In undergrad, I developed a group of girlfriends who became my besties. We lived in the same dorm, partied together, celebrated each others birthdays, and stood by with four-letter insults and other more destructive tools when we had to deal with tired, no good significant others.. We became women together and after college we stood together in wedding parties and the funerals of our loved ones. It’s a good thing that I don’t need to call them regularly to know that they care, because I haven’t been the best with calling. Fortunately, I know that within a few minutes of talking to them, I’ll be reminded of the convictions I sometimes lose sight of in this work and a bigger purpose in my life that they, as my sisters, know. They keep me accountable even though miles separate us.
Even though I’m an only child and find some comfort in daily periods of introspection and isolation, I could have never prepared for the isolation of graduate school. I was lucky, depending on how you define it, to have two fellowship years where I could be isolated with my thoughts. Had it not been for my graduate network of scholar besties, I would have stayed in my house and been consumed with my thoughts. Through their insistence that I come out with them for coffee, trips to the gym, dinners, or whatever else, they kept me visible in the world and made me remember that someone’s expecting to see me. I needed that then. I hope I did the same for them.

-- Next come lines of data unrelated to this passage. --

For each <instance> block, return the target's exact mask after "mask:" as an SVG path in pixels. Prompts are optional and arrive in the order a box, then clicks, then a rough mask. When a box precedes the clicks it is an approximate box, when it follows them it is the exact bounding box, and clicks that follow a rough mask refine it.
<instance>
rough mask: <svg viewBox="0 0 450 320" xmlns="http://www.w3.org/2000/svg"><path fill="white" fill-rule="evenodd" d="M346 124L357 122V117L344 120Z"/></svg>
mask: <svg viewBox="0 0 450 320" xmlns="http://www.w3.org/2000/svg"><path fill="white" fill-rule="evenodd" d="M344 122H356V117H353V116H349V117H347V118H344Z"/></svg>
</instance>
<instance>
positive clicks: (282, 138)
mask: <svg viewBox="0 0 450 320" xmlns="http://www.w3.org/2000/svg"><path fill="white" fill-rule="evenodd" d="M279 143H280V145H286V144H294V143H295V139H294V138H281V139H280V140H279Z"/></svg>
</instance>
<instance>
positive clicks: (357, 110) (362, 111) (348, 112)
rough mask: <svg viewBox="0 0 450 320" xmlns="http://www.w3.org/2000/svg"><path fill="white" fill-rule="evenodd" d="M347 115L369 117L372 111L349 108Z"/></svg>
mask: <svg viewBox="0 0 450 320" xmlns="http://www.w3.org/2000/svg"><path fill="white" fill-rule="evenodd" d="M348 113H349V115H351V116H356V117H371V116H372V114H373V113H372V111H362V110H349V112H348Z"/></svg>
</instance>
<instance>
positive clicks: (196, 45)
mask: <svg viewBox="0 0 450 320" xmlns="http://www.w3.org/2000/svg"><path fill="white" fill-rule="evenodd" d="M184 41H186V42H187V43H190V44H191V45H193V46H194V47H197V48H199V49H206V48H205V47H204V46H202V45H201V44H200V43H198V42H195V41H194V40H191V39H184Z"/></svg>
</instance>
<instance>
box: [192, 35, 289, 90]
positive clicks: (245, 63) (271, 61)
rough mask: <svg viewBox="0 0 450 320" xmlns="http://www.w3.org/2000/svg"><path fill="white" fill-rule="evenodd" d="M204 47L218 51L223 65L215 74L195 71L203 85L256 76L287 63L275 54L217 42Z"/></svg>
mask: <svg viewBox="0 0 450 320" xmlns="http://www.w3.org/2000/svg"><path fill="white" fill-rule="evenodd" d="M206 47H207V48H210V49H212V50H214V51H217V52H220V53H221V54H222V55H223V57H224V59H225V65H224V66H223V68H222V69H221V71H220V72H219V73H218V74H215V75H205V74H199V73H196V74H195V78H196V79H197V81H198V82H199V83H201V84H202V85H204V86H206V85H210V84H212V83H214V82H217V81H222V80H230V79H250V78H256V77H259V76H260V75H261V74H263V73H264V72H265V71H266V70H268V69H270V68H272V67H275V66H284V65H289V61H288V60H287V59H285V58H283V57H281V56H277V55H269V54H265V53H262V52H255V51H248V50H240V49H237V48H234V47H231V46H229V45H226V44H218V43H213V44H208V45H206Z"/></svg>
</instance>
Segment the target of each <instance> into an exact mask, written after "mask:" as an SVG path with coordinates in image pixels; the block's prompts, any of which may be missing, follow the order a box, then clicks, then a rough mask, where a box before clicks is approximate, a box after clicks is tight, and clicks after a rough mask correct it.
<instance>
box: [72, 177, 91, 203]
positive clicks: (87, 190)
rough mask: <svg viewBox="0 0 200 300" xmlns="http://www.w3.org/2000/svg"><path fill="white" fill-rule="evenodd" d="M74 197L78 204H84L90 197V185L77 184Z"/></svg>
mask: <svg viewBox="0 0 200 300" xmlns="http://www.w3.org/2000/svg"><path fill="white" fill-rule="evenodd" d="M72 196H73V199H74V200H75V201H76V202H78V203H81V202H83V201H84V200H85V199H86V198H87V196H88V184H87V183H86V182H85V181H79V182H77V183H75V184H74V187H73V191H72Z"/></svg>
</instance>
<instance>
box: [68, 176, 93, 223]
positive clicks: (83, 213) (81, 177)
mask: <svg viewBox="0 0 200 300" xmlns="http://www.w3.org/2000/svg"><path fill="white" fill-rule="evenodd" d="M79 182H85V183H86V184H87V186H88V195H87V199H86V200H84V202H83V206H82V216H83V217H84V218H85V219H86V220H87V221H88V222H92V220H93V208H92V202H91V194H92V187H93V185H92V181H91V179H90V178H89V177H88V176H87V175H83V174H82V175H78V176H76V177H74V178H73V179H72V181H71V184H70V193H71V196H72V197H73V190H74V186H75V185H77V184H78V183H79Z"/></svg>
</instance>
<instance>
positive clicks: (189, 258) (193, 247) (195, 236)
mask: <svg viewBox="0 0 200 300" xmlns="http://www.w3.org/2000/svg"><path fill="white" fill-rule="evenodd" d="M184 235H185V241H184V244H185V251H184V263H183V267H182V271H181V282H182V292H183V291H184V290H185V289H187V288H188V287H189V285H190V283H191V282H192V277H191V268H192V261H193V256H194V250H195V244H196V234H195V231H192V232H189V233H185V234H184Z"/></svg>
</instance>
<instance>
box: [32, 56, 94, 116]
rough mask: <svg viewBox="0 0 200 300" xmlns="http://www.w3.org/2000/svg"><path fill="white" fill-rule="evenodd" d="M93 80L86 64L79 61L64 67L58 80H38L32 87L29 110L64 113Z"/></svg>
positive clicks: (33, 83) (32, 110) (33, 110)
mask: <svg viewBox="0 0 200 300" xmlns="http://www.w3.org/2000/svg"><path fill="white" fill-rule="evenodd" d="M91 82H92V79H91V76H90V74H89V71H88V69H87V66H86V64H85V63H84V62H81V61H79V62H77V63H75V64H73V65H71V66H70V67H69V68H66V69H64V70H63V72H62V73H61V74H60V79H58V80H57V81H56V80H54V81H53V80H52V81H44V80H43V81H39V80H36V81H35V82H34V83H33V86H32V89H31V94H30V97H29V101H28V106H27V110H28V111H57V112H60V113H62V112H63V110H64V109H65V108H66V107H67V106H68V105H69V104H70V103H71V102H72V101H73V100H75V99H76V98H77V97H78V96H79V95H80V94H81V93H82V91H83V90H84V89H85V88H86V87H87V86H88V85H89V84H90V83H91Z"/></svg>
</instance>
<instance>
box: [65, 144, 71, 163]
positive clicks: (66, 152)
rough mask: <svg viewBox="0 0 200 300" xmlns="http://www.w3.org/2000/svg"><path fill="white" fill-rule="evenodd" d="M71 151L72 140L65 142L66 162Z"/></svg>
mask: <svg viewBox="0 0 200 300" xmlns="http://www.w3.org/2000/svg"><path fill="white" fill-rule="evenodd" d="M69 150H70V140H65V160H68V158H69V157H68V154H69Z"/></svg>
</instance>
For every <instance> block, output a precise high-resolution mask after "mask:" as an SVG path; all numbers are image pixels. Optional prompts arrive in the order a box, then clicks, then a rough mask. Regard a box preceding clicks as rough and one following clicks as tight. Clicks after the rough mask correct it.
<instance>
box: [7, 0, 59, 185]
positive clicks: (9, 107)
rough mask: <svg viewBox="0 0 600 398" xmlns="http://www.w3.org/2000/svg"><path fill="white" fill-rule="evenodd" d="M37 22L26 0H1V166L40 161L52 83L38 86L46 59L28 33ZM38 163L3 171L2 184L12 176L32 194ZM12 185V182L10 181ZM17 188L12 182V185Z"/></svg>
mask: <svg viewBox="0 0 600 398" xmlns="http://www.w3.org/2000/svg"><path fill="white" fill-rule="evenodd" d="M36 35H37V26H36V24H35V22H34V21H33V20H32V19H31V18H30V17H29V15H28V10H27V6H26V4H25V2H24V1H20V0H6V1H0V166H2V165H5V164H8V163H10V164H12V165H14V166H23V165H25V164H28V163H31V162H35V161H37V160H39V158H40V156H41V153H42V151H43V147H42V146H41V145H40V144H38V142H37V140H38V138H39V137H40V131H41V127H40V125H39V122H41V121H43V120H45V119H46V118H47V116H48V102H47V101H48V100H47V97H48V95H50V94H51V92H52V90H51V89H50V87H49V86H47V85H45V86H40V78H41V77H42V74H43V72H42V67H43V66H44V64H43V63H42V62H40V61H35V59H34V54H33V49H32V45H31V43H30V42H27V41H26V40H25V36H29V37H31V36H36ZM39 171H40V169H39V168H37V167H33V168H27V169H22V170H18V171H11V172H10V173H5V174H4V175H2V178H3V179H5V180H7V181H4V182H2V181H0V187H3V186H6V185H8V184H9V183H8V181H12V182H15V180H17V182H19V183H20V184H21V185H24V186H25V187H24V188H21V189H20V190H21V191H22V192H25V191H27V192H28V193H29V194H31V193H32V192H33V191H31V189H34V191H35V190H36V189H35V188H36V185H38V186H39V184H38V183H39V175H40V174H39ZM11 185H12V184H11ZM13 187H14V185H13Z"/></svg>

Apparently, the solitary academic life can become worse when you get into the professoriate. I have a small – as in two or three people – network that I deal with on my current job and I’m not happy with that number, but I’m grateful for them. Had it not been for my colleague/neighbor/friend “P” noticing how sick I was this week and insisting that I go to the doctor, I wouldn’t have gone. I would have told myself that it’s the end of the semester and that my students need to more help than they should need at this point. “P” helped me prioritize my own wellness and I’m glad she did.
I’ve been an introvert and I can get lost in my thoughts. Sometimes those moments help me think deeply enough to figure out the things I’ll teach or write. Other times, I need to be guarded against that inclination to be alone. My networks work because they are that guard.